En ce printemps 2018, c’est à Paris que le public pourra faire face aux travail obstiné de l’artiste autodidacte pour exprimer les images de sa culture et de la terreur subie par sa communauté vouée au génocide par les nazis. Les œuvres sélectionnées expriment tout cela avec la candeur du regard de l’enfant que Ceija était lors des événements en Autriche, son pays natal, au cours de la seconde guerre mondiale. Un autre pan de sa production révèle le bonheur de vivre parmi les siens, dans la nature fleurie, près des roulottes du voyage. Mais ce que ne disent pas ces œuvres dans leur pudeur, c’est ce qui reste de douleur et de tristesse derrière le sourire imperturbable de celle à qui on a volé l’enfance.

 

Un film deKarin Berger. Ces détails de « vie » au camp d’extermination de Bergen-Belsen, elle a pu les confier à la fin de son existence à Karin Berger, rencontrée en 1986. L’universitaire, devenue son amie au cours de presque trente années d’entretiens, lui a consacré deux livres et un film sur sa mémoire d’Auschwitz. Elle a recueilli en 2005 ses souvenirs de Bergen-Belsen et en a réalisé un second film. Projeté le temps de l’exposition, Unter den Brettern hellgrünes Gras (L'herbe verte repousse toujours) éclaire mieux que des mots la survivance d’un enfant et de sa mère dont la seule chance était d’aimer la vie et l’humanité, et de savoir survivre au dénuement le plus complet. Resurgit le souvenir du seul arbre qui, au printemps, apporta ses feuilles et sa sève pour nourriture à la jeune Rom, permettant ainsi de la sauver.

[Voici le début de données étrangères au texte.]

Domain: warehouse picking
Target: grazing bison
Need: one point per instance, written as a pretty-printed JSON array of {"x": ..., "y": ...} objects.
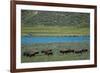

Ce n'est que sur le tard, en 1988, que Ceija Stocka commence à peindre, défendant une culture tant méconnue du reste du monde. Ses tableaux colorés content les jours heureux, la vénération pour la madone, éblouit de ses jaunes l'attention de son peuple pour la fleur de tournesol. De ses yeux pétillants de vie, de son doux sourire, de ses belles anecdotes, elle nous fait entrer d’emblée dans un monde qui entremêle contes et une solidarité bien réelle.

 

Ceija Stojka, une artiste rom dans le siècle, exposition organisée à la maison rouge, 10 boulevard de la Bastille à Paris (12e) du 23 février au 20 mai 2018.